Surgical robot safety
Hopkins' LCSR has long been working on robot safety under the project title "Software System Safety for Medical and Surgical Robotics":
"This project investigates the issue of safety of medical robot systems with the consideration of run-time aspects of component-based software systems. The goal is to improve the safety design process and to facilitate the development of robot systems with the consideration of safety, thereby building safe medical robot systems in a more effective, verifiable, and systematic manner. Our first step is to establish a conceptual framework that can systematically capture and present the design of safety features. The next step is to develop a software framework that can actually implement and realize our approach within component-based robot systems. As validation, we apply our approach and the developed framework to an actual commercial robot system for orthopaedic surgery, called the ROBODOC System.
Safety Design View
A variety of medical and surgical robot systems have been developed in academia and industry and commercial products are actively used in modern operating rooms. However, there is no safety standard that specifically governs the design of medical robot systems. Despite the availability of several safety design guidelines, the absence of a basis or foundation for safety makes it dicult to describe safety designs in a systematic manner, and to share knowledge and experiences on safety with others. In the meantime, the scale and complexity of recent medical robot systems have been increasing and this further complicates the effective representation and sharing of safety designs. As an approach to this issue, we propose the Safety Design View, a conceptual framework that can capture and describe both the design-time and run-time characteristics of safety features of medical robot systems in a systematic and structured manner. To illustrate the application of the Safety Design View, we collected a set of frequently used safety features, based on our literature review of safety in the medical robotics domain, and show how we can more effectively describe and understand safety designs of medical robot systems.

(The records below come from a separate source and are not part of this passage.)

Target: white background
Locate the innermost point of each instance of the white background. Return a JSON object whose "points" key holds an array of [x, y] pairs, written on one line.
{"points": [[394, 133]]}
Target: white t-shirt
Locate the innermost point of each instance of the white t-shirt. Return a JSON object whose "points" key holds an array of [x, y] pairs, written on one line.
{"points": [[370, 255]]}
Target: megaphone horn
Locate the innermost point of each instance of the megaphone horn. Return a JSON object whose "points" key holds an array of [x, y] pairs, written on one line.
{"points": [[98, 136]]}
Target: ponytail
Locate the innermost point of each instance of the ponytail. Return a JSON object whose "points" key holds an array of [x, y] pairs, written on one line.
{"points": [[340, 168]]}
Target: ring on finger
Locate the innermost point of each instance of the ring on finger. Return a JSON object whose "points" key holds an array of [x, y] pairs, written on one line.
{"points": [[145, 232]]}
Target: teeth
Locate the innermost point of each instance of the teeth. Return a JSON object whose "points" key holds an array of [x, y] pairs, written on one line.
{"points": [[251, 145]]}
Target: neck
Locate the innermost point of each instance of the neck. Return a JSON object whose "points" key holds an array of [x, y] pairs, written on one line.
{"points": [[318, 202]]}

As modern medical robot systems are required to perform complex surgical tasks with various sensing and actuation capabilities, it is becoming more important to integrate a variety of sensors, actuators, and control loops into a single system. However, the consideration of nonfunctional properties such as performance and fault tolerance complicates the integration and makes it harder to achieve system safety. In medical robotics, such system issues have not received much attention despite a consensus on the importance of safety within the domain. As our approach to this issue, we present a run-time software environment for safety research on component-based medical robot systems, called the Safety Framework. This framework aims to provide systematic safety methods by decomposing safety features into reusable safety mechanisms and safety specifications. This decomposition enables the accumulation of safety experience and knowledge in a traceable manner, and provides reusable safety design guidelines for designing new medical robot systems."